Readers may recall that the Satyam episode was triggered by the company’s proposed acquisition of two related entities, Maytas Properties and Maytas Infra, which was approved by the board of Satyam, but vehemently rejected by its shareholders. One of our readers points to us a decision of the Delaware Chancery Court that considered a similar set of circumstances involving an NYSE-listed company. A summary and discussion of that decision is available here.
In that case, Southern Peru Copper Corporation, the company in question, acquired 99.15% shares of Minera Mexico, which stake was held by Grupo Mexico (the controlling shareholder of Southern Peru). Although Southern Peru formed a special committee of disinterested directors to consider and approve the transaction, the Delaware Chancery Court found a breach of the directors’ duty of loyalty and ordered damages of more than $1.2 billion.

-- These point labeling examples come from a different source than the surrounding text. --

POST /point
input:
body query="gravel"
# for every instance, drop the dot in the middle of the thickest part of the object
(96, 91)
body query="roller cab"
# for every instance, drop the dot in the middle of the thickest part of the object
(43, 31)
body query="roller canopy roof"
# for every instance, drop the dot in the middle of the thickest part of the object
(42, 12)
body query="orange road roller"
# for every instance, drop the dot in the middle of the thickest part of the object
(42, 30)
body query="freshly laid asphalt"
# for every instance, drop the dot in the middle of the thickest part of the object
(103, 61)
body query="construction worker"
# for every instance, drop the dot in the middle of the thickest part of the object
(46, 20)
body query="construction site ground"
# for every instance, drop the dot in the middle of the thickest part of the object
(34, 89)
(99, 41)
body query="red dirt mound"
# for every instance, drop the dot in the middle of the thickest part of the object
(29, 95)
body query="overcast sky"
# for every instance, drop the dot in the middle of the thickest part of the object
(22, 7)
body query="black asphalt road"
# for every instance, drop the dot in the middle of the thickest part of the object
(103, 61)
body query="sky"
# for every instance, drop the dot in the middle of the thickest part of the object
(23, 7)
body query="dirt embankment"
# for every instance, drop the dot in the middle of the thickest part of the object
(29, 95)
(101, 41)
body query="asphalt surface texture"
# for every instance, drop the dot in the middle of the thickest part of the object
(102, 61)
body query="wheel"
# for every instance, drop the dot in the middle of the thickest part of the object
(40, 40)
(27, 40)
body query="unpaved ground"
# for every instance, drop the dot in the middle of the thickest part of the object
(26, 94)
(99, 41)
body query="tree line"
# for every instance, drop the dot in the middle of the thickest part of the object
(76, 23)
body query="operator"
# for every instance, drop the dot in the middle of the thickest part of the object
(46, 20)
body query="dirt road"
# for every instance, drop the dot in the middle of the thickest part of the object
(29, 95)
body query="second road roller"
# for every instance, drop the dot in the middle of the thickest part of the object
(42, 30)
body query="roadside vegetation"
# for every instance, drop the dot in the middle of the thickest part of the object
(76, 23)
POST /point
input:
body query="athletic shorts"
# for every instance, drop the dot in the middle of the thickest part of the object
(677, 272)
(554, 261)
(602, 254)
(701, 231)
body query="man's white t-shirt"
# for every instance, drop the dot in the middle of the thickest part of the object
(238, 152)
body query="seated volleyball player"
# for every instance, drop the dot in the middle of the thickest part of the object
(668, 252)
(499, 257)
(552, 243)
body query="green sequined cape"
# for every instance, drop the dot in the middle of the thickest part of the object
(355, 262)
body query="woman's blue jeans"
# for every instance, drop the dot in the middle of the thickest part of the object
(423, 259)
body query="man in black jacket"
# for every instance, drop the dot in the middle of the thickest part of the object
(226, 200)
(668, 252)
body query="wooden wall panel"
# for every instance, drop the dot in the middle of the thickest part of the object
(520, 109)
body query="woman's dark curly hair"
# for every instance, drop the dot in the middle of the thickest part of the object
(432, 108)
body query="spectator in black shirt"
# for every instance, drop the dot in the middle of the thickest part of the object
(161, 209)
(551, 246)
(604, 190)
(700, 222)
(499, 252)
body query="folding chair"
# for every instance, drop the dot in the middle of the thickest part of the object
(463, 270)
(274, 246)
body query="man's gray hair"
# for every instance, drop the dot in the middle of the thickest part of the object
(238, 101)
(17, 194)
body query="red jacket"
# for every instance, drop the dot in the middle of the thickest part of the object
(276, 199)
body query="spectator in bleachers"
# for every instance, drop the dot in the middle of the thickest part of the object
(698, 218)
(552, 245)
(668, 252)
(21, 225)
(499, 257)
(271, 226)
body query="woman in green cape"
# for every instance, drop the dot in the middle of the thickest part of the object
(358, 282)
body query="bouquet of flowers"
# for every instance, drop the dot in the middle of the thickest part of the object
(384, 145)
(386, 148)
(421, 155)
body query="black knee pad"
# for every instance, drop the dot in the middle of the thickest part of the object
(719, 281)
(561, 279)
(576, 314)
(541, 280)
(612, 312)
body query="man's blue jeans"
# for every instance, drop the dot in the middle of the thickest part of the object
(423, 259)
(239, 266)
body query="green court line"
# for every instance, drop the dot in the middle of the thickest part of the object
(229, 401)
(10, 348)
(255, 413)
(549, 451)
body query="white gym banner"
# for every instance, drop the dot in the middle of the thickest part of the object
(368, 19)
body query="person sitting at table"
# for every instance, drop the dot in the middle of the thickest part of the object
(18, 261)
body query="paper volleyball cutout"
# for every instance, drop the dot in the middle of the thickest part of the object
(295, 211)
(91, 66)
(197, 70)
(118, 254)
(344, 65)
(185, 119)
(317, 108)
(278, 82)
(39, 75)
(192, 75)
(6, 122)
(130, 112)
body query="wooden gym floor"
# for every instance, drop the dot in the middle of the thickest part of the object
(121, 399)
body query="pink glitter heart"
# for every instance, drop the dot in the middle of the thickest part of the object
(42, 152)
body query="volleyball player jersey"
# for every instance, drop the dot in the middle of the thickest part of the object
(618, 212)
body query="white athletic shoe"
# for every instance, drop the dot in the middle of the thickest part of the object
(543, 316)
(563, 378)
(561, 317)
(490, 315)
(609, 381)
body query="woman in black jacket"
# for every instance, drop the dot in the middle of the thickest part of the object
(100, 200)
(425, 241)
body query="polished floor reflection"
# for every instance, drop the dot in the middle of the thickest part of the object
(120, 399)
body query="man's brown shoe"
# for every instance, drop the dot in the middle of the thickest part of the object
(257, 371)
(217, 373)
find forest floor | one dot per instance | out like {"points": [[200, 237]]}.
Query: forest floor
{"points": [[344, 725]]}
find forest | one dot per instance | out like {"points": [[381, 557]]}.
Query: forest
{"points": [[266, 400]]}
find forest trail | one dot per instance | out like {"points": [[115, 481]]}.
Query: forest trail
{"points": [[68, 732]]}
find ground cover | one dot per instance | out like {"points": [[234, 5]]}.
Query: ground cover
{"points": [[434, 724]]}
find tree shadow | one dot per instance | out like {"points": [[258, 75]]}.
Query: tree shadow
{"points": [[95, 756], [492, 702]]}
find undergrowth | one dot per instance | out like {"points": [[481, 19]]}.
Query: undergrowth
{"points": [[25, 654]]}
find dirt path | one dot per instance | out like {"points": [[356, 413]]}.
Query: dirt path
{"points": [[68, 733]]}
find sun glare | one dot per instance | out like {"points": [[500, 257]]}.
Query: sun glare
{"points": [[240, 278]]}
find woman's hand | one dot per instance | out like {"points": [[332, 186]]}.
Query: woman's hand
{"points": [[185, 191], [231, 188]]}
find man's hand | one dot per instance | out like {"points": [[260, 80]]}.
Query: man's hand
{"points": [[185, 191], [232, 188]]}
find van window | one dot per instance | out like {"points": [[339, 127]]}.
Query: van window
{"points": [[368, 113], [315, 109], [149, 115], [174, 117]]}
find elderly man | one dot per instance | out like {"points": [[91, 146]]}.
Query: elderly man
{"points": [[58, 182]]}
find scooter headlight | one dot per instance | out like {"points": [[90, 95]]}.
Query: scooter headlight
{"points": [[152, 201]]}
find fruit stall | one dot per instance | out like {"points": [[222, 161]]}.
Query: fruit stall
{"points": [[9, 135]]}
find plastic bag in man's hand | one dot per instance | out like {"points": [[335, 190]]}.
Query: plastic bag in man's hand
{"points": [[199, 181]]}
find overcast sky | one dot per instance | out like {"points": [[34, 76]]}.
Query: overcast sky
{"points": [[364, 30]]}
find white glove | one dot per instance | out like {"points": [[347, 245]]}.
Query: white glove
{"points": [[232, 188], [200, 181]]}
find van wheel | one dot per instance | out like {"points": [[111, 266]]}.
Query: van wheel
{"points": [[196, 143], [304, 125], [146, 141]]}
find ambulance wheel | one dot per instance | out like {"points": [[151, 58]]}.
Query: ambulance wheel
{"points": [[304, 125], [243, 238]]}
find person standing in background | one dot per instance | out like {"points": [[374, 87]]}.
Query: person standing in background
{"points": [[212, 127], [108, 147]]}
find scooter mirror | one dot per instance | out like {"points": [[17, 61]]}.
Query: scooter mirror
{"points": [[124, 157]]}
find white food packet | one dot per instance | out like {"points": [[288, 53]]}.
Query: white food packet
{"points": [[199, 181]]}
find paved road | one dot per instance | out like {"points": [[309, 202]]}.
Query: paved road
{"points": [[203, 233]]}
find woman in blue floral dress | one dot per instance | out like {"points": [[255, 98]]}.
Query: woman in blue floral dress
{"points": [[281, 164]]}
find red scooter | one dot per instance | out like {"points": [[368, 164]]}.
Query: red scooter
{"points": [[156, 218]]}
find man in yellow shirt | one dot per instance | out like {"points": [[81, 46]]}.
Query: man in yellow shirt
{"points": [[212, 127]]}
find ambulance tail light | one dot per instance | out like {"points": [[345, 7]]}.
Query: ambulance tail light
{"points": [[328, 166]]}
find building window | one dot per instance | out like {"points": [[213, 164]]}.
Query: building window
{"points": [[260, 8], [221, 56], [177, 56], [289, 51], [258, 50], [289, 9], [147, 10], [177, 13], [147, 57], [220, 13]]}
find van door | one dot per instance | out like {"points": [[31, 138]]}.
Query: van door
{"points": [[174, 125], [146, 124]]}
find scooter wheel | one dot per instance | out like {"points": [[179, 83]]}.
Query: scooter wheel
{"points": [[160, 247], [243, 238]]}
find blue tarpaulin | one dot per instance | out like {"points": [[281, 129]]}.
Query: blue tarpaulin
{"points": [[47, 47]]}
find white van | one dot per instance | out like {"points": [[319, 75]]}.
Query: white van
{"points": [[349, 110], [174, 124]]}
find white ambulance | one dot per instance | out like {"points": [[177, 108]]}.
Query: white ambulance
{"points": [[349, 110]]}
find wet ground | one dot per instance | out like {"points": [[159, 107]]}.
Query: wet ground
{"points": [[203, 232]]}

In effect, Southern Peru had overpaid for the acquisition in what was clearly a related-party transaction. The court found that the acquisition did not meet the “entire fairness” standard required of transactions between companies and their controlling shareholders, and that the special committee of directors was operating under a “controlled mindset” by seeking to rationalize the transaction rather than independently evaluate it.
Although the Satyam-Maytas transaction was shelved before it was effected, there are similarities in the manner in which Satyam’s board and Southern Peru’s special committee of directors acted to “rationalize” the respective deals. While Delaware law does impose high standards of loyalty on directors in such related-party transactions, it is unlikely that a similar outcome would emerge from an Indian court. Firstly, duties of directors are not as developed and crystallized in the Indian context, and there is very little precedent of directors being found to breach their duties. Secondly, duties of directors in Indian companies are owed only to the company, and not directly to the shareholders (whether minority or otherwise). Thirdly, controlling shareholders themselves do not owe any duty as they are not considered fiduciaries in a manner directors are. All of these impose difficulties in making similar claims under Indian law when controlling shareholders extract value out of a company by causing it to enter into acquisition of related entities owned by the controlling shareholders.
The second aspect of the Satyam episode relates to the confession by its chairman to having falsified its books of account to the extent of over $1 billion through the existence of fictitious assets. The similarity here is with the recent scandal that has erupted involving Olympus, the Japanese company, where losses were masked for several years before they were recently discovered and made public. Of course, it is still early stages in that episode, with efforts being made to save the company, much the same way the Indian government salvaged Satyam as a corporate entity.